Psalm 32 begins as a beatitude of joy: “Blessed is the one whose transgressions are forgiven…” Notice: the Psalm of confession is also a Psalm of blessing. Because confession is not shame or abandonment. Confession is finding yourself loved even after you sin.
Perhaps you’ve avoided the word “sin” because you thought of the word as a weapon. But Scripture gives us the word as medicine. Not to crush us. To heal us. Because God is not trying to keep us from joy. God is trying to keep us from destruction.
A few pieces of advice from a flawed and failed archer (ugh, I can’t talk about everything) about targets, arrow safety and bow and arrow control:
1. The metaphor is everything. I grew up in a church that solely camped on one metaphor – criminal guilt. That metaphor does exist in Scripture but it’s not the only one nor the most prominent one and is often misrepresented. The Bible also uses other metaphors like sickness needing healing, slavery needing liberation, blindness needing sight, exile needing homecoming, death needing life, lostness needing rescue, brokenness needing restoration. If you look at the culminating reality of these metaphors we are often less understood as perpetrators and more often as sin’s victims. That’s the point of original sin – not that you are guilty for what someone else has done but that you were harmed by sin before you had a choice. Your first experience of sin is as its victim.
2. Loving is the target. If sin is “missing the mark” it’s worth asking, “What’s the target?” And if that target is being good or being right, then perhaps a moral understanding of sin is correct. But Jesus seems to move away from that definition and defines the target as “love of God and neighbor.” So it seems to be a more helpful metaphor to understand that sin is like a disease of love. It doesn’t change whose you are; it changes how well you can love, receive love, and recognize love. Left untreated, it spreads and harms everyone. Grace and salvation then are not God deciding to love you but through love healing you because God has always loved you. And that means that if people don’t feel love then you are missing the mark. Many of us encountered the message of God’s love like Monty Python & the Holy Grail. A number of times a message would be sent between knights by attaching a message to an arrow and then shooting the messenger. Once shot the knight’s page would say “Message for you, sir.” We must stop shooting others with our message of God’s love and grace. Love is the goal.

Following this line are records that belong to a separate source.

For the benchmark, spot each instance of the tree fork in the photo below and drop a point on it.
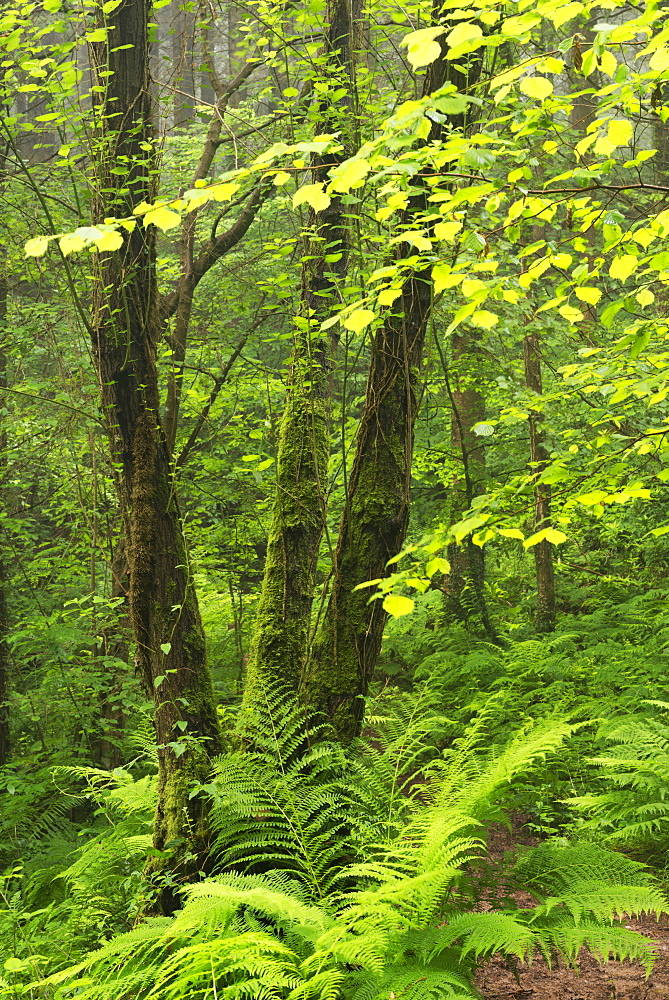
(281, 633)
(543, 553)
(162, 603)
(376, 512)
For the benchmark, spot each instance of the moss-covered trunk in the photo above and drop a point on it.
(376, 515)
(376, 511)
(543, 553)
(4, 620)
(162, 604)
(281, 632)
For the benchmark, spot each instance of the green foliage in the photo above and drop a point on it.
(388, 904)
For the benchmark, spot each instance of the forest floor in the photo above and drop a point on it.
(592, 980)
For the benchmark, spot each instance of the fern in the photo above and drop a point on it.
(635, 811)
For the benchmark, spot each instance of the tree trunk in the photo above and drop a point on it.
(281, 634)
(376, 516)
(163, 608)
(543, 553)
(4, 619)
(464, 585)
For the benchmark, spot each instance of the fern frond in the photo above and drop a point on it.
(483, 934)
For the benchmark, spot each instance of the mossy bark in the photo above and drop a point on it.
(4, 619)
(543, 553)
(281, 633)
(375, 518)
(162, 604)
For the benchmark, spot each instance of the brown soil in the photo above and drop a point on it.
(499, 980)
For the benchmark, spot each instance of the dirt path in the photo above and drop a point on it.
(592, 981)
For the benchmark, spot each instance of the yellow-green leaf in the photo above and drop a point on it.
(314, 195)
(660, 61)
(163, 218)
(571, 314)
(447, 230)
(437, 565)
(536, 86)
(71, 242)
(620, 131)
(396, 605)
(443, 277)
(387, 296)
(224, 192)
(484, 319)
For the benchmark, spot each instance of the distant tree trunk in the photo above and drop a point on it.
(376, 515)
(543, 552)
(280, 638)
(162, 603)
(113, 646)
(183, 62)
(464, 585)
(4, 619)
(376, 510)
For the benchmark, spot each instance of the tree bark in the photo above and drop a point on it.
(543, 553)
(464, 585)
(281, 633)
(163, 608)
(4, 618)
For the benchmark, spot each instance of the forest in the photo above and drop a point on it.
(334, 520)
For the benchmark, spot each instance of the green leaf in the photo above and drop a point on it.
(37, 247)
(358, 320)
(15, 965)
(397, 605)
(422, 46)
(623, 266)
(314, 195)
(350, 174)
(163, 218)
(437, 565)
(545, 535)
(465, 34)
(536, 86)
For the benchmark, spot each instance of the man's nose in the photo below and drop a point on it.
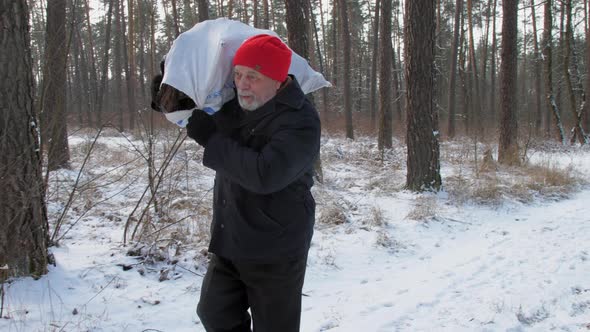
(241, 83)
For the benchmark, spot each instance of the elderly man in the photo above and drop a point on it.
(262, 145)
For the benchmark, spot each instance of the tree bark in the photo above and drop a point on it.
(479, 132)
(345, 35)
(297, 14)
(537, 76)
(174, 17)
(492, 100)
(23, 218)
(578, 131)
(385, 88)
(551, 105)
(203, 10)
(374, 65)
(266, 22)
(131, 76)
(422, 136)
(508, 147)
(105, 61)
(453, 70)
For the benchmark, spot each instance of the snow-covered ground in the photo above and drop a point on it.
(382, 258)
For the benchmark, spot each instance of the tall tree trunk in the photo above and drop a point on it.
(324, 112)
(266, 22)
(230, 9)
(245, 16)
(385, 109)
(297, 23)
(174, 17)
(298, 20)
(203, 10)
(131, 78)
(551, 105)
(493, 70)
(335, 46)
(578, 131)
(54, 85)
(422, 119)
(24, 228)
(508, 147)
(453, 69)
(375, 64)
(93, 83)
(537, 76)
(117, 100)
(105, 61)
(476, 111)
(587, 103)
(345, 34)
(188, 14)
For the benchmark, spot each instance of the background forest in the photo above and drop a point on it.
(113, 49)
(451, 190)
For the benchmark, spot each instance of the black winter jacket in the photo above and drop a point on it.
(263, 210)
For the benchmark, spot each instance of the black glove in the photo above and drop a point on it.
(155, 87)
(200, 127)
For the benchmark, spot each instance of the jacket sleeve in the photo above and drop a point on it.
(289, 153)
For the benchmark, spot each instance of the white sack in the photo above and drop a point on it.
(199, 63)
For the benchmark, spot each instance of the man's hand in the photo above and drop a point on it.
(200, 127)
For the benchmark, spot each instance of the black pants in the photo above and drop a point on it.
(271, 291)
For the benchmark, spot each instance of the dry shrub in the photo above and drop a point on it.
(376, 217)
(425, 208)
(384, 240)
(524, 183)
(332, 215)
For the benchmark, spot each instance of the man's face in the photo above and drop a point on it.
(254, 88)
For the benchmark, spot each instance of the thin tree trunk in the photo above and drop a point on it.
(385, 109)
(117, 100)
(374, 64)
(174, 17)
(131, 79)
(105, 61)
(453, 70)
(203, 10)
(537, 76)
(266, 23)
(324, 112)
(508, 147)
(476, 111)
(578, 131)
(245, 16)
(587, 103)
(422, 136)
(230, 9)
(54, 85)
(91, 58)
(551, 105)
(345, 34)
(24, 230)
(493, 98)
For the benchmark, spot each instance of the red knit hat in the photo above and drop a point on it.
(266, 54)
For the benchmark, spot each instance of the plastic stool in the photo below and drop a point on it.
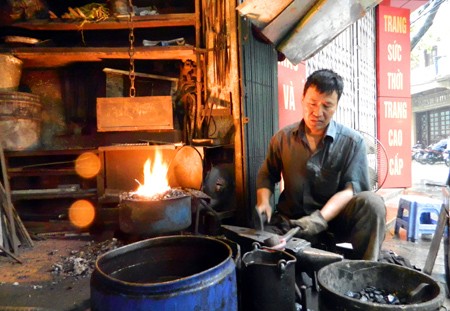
(417, 220)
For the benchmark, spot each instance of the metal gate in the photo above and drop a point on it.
(353, 56)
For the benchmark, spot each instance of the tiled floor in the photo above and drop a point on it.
(424, 179)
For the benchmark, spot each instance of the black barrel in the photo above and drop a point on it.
(336, 280)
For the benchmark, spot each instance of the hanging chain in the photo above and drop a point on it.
(131, 51)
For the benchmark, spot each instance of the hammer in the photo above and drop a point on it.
(277, 241)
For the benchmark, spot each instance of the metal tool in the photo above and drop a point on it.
(309, 259)
(277, 240)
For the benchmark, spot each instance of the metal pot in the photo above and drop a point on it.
(338, 278)
(11, 73)
(268, 280)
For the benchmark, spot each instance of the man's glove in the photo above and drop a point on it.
(310, 226)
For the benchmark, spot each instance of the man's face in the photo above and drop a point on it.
(318, 109)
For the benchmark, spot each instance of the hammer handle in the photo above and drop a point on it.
(290, 233)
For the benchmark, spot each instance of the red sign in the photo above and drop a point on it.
(290, 92)
(394, 95)
(394, 114)
(393, 52)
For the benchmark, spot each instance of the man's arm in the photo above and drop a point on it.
(337, 203)
(263, 202)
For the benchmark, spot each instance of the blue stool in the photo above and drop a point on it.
(417, 220)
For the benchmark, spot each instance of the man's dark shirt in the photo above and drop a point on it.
(311, 179)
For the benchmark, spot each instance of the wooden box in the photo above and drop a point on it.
(134, 113)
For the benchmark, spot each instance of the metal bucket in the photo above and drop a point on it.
(155, 217)
(20, 120)
(268, 280)
(166, 273)
(10, 73)
(338, 278)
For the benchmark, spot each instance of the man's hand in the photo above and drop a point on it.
(311, 225)
(265, 209)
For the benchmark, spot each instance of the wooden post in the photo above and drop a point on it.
(8, 203)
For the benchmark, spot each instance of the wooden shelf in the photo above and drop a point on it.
(43, 57)
(153, 21)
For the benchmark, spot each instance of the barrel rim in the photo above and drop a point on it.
(168, 285)
(436, 301)
(12, 57)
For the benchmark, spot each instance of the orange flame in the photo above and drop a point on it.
(155, 177)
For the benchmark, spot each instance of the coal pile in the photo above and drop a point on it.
(167, 195)
(374, 295)
(81, 263)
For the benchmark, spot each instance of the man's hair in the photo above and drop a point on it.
(325, 81)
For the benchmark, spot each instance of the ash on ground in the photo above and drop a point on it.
(82, 262)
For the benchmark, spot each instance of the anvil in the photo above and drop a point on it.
(309, 259)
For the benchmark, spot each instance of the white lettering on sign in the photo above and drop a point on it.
(394, 52)
(287, 64)
(395, 166)
(289, 98)
(395, 137)
(395, 80)
(395, 110)
(395, 24)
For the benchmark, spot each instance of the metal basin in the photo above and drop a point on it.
(338, 278)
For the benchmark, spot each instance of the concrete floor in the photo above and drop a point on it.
(32, 286)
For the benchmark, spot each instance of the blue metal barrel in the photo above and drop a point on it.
(166, 273)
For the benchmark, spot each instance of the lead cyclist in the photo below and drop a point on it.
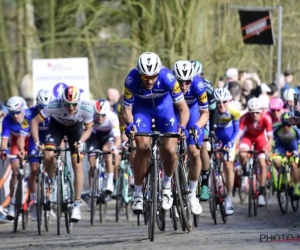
(209, 129)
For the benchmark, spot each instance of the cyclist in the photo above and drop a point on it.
(194, 91)
(209, 128)
(253, 125)
(276, 110)
(150, 91)
(227, 132)
(287, 138)
(43, 98)
(71, 116)
(14, 125)
(106, 136)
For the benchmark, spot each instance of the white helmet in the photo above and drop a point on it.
(101, 107)
(254, 104)
(183, 70)
(15, 103)
(43, 97)
(222, 94)
(149, 64)
(288, 94)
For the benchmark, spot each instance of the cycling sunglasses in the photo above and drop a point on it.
(147, 78)
(71, 104)
(182, 82)
(15, 112)
(224, 102)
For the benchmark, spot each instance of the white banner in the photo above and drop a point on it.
(56, 74)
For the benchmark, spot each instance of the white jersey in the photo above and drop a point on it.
(110, 125)
(56, 110)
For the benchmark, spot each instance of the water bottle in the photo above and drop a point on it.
(100, 181)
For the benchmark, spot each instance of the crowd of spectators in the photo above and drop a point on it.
(245, 85)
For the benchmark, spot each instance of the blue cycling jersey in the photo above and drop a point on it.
(197, 94)
(43, 126)
(156, 103)
(165, 90)
(9, 126)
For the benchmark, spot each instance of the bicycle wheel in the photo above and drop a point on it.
(222, 204)
(40, 202)
(242, 190)
(295, 204)
(269, 187)
(153, 203)
(94, 193)
(119, 196)
(255, 194)
(47, 205)
(25, 206)
(102, 210)
(184, 202)
(160, 218)
(18, 202)
(282, 191)
(58, 200)
(212, 196)
(173, 217)
(69, 192)
(250, 192)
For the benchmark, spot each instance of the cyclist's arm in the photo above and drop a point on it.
(184, 113)
(4, 143)
(213, 119)
(5, 133)
(88, 126)
(202, 104)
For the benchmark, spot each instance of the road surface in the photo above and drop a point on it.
(240, 232)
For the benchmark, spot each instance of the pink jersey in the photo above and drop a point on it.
(256, 129)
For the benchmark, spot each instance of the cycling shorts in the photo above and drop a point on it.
(57, 131)
(259, 141)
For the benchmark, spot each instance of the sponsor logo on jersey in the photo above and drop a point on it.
(127, 93)
(176, 88)
(69, 121)
(129, 80)
(203, 97)
(170, 77)
(25, 124)
(200, 86)
(87, 109)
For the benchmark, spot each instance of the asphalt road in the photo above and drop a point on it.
(240, 232)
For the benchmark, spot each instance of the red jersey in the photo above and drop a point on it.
(255, 129)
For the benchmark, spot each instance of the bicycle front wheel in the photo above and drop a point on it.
(58, 200)
(153, 206)
(94, 194)
(40, 202)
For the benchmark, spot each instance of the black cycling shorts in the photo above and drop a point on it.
(97, 141)
(57, 131)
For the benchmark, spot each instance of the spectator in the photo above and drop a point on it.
(265, 101)
(265, 89)
(248, 90)
(236, 93)
(232, 75)
(243, 75)
(221, 82)
(273, 90)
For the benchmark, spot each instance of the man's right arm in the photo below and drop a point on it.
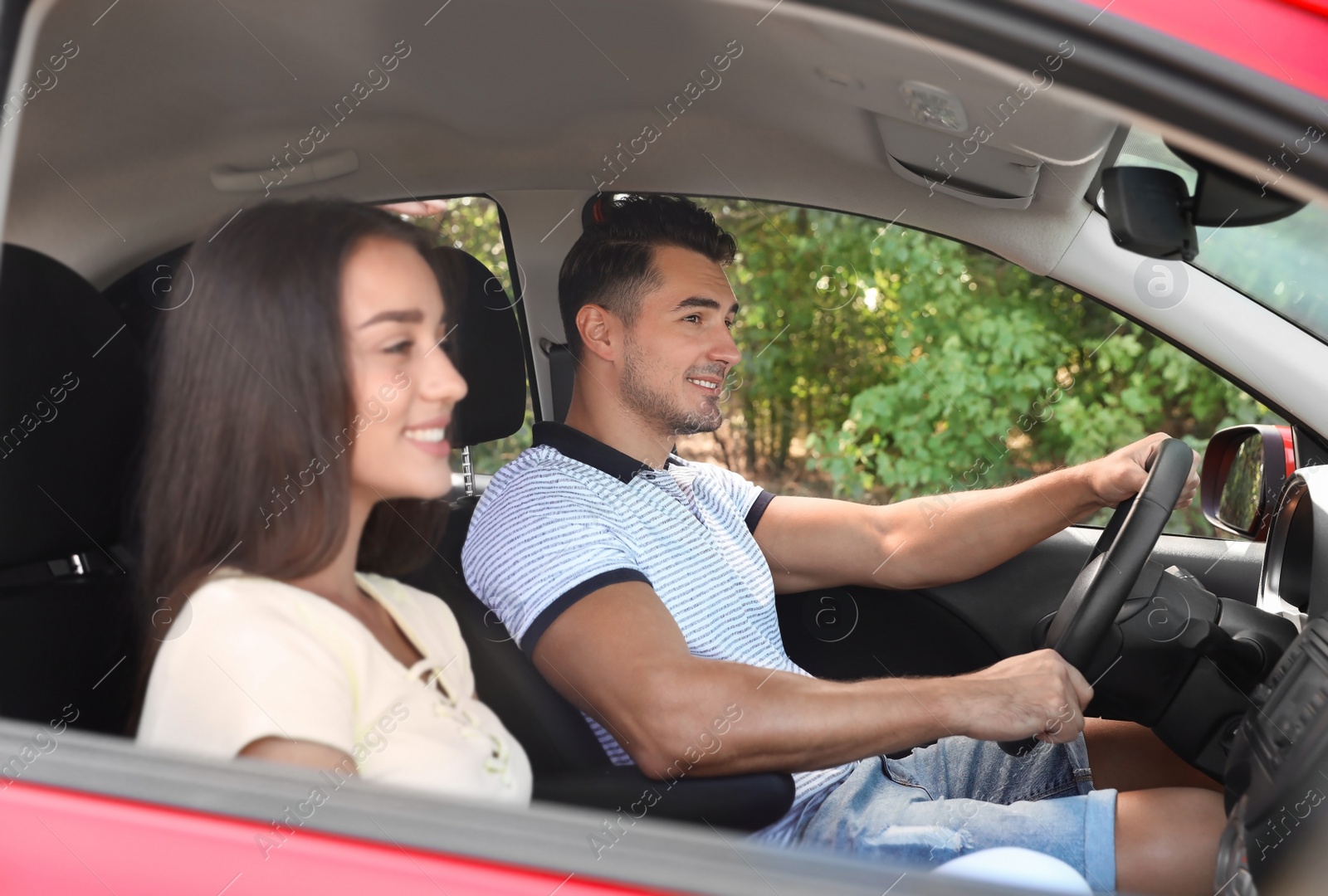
(621, 657)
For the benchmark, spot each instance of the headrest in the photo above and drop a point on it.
(149, 291)
(72, 393)
(489, 351)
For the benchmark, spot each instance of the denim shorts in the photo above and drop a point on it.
(960, 796)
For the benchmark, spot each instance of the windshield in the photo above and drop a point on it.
(1282, 265)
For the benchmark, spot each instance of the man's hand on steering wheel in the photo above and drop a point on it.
(1121, 475)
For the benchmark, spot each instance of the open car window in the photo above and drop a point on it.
(1282, 265)
(883, 363)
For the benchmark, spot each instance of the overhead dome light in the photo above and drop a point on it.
(934, 106)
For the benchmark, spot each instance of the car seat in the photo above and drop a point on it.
(72, 393)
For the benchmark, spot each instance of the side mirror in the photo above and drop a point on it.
(1148, 212)
(1243, 471)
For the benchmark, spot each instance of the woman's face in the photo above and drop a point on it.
(403, 380)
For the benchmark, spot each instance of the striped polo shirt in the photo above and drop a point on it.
(573, 515)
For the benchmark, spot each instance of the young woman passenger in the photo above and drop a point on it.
(295, 460)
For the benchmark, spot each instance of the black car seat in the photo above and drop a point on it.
(72, 393)
(569, 763)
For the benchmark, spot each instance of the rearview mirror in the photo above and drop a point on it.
(1148, 212)
(1243, 471)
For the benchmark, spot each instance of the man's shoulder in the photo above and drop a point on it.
(537, 471)
(541, 485)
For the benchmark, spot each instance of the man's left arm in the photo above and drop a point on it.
(938, 539)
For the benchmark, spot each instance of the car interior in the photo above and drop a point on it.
(139, 152)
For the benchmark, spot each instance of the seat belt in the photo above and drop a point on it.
(76, 566)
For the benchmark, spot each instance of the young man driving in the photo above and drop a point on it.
(643, 588)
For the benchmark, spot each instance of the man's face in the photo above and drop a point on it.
(679, 349)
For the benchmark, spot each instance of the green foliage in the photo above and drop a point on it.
(896, 363)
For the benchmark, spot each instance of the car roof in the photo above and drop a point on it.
(130, 152)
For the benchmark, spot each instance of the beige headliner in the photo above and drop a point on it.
(113, 163)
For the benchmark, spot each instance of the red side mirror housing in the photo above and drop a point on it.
(1242, 475)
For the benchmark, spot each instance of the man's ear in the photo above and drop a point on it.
(599, 331)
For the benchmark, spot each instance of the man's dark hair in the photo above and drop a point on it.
(613, 265)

3. Societies are dangerous. One of the more dangerous elements of the contemporary church’s talk about sin has been the sole focus on individual sins rather than the more prominent Biblical discussion about sin in societies, institutions, legal systems, economies, etc. When sin is talked about in Scripture it primarily focuses on group elements like: exploitation of the poor (Amos 2:6-7; Ezekiel 16:49-50), corrupt justice systems (Isaiah 1:23; Micah 3:9-11); immoral religious systems (Matthew 23; Mark 12; Matthew 25). Sin is never private for long because we belong to one another. And when the church seeks to address a societies sins (all the “-isms” like racism, sexism, fascism) in a loving way it’s called “justice.”
4. The holiest people are not people with no sins. They are people with no secrets. People who have stopped defending false-selves. People who trust grace enough to tell the truth. People who bother to love in the face of sin. Find a relationship of love where you can talk about your failed targets. Find a church where you can talk about your personal addictions. The invitation today is not: “Pretend to be perfect.” The invitation is: Come into the light. Tell the truth. Lay down the burden of hiding. And discover that confession is not the place where love ends. It is often the place where healing can finally begin. Amen.